“When this is over,” Audie said, “I believe the burning hate within him will vanish. It’s been an all-consuming thing with him for a long time. But hear me out, young woman. No matter where you two go…”

“Three,” Sally said, putting her arm around Ben’s shoulders.

Audie smiled. “No matter where the three of you go, Smoke’s reputation will follow. No matter how hard he tries, he will never be able to completely shake it. This is wild and savage country, and it will be so for many years to come. If you settle somewhere to ranch, there will be outlaws who will try to take what is yours, and Smoke will stand up to them. Word will get around, and tinhorns and would-be gunhands will follow, the only thing in their minds being the desire to be the man who killed the fastest gun in the west. Then you will have to leave and settle elsewhere, for Smoke is not the type of man to back down. He desperately wants to settle down, live a so-called normal life, but it is going to be extremely difficult. You’re going to have to be very strong.”

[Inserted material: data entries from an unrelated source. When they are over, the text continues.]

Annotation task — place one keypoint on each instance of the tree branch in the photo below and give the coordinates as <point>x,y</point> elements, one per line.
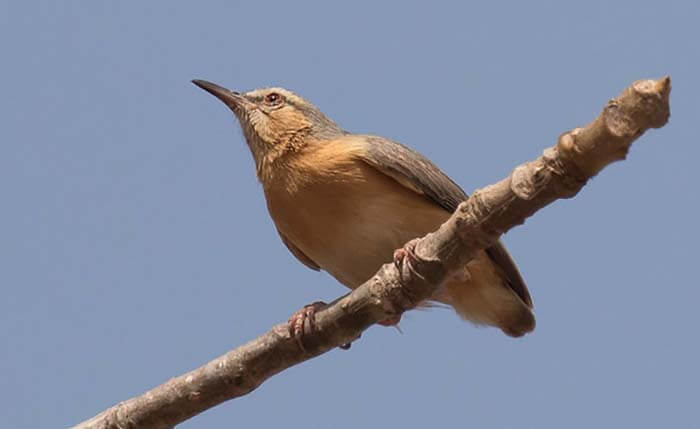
<point>559,173</point>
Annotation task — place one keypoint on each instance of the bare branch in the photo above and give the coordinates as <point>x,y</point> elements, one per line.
<point>559,173</point>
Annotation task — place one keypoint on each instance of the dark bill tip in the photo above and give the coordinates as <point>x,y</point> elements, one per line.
<point>232,99</point>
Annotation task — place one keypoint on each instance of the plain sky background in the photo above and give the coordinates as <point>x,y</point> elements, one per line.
<point>135,243</point>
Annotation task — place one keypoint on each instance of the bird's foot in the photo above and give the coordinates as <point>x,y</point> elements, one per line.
<point>296,322</point>
<point>406,255</point>
<point>404,259</point>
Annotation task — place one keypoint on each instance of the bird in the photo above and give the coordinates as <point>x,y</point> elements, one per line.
<point>344,202</point>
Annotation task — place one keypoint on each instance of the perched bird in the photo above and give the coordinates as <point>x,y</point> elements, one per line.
<point>344,202</point>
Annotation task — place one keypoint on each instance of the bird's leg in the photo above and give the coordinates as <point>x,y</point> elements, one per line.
<point>296,321</point>
<point>403,257</point>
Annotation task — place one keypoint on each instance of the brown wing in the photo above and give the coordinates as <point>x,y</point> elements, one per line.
<point>301,256</point>
<point>419,174</point>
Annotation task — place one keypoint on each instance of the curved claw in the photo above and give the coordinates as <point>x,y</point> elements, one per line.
<point>296,321</point>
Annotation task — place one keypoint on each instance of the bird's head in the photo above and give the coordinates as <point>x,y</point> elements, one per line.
<point>274,120</point>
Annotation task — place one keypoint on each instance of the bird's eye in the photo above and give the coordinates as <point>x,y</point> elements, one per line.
<point>273,99</point>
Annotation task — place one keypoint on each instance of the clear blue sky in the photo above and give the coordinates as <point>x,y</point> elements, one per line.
<point>135,243</point>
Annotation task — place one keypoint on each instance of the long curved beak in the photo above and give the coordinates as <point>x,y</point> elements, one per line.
<point>232,99</point>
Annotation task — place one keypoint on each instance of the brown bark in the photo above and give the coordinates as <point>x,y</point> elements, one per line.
<point>559,173</point>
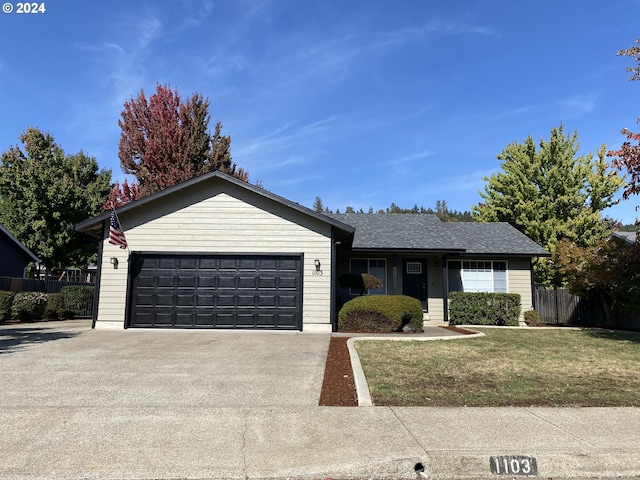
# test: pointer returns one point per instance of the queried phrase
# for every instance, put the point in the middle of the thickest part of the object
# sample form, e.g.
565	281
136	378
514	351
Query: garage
215	291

“Yes,” Sally said, not taking her eyes from her young man. And she knew he was hers. “I am aware of that. Mr. Audie…”

“Just Audie. My last name is no longer important.”

“Audie. I am a woman of some means. I recently came into quite a large sum of money. Perhaps Smoke will consent to go back east and live.”

Audie smiled. “What would he do, Sally? Can you imagine him in some office, with a tie and starched collar?”

She laughed softly. She could not imagine that.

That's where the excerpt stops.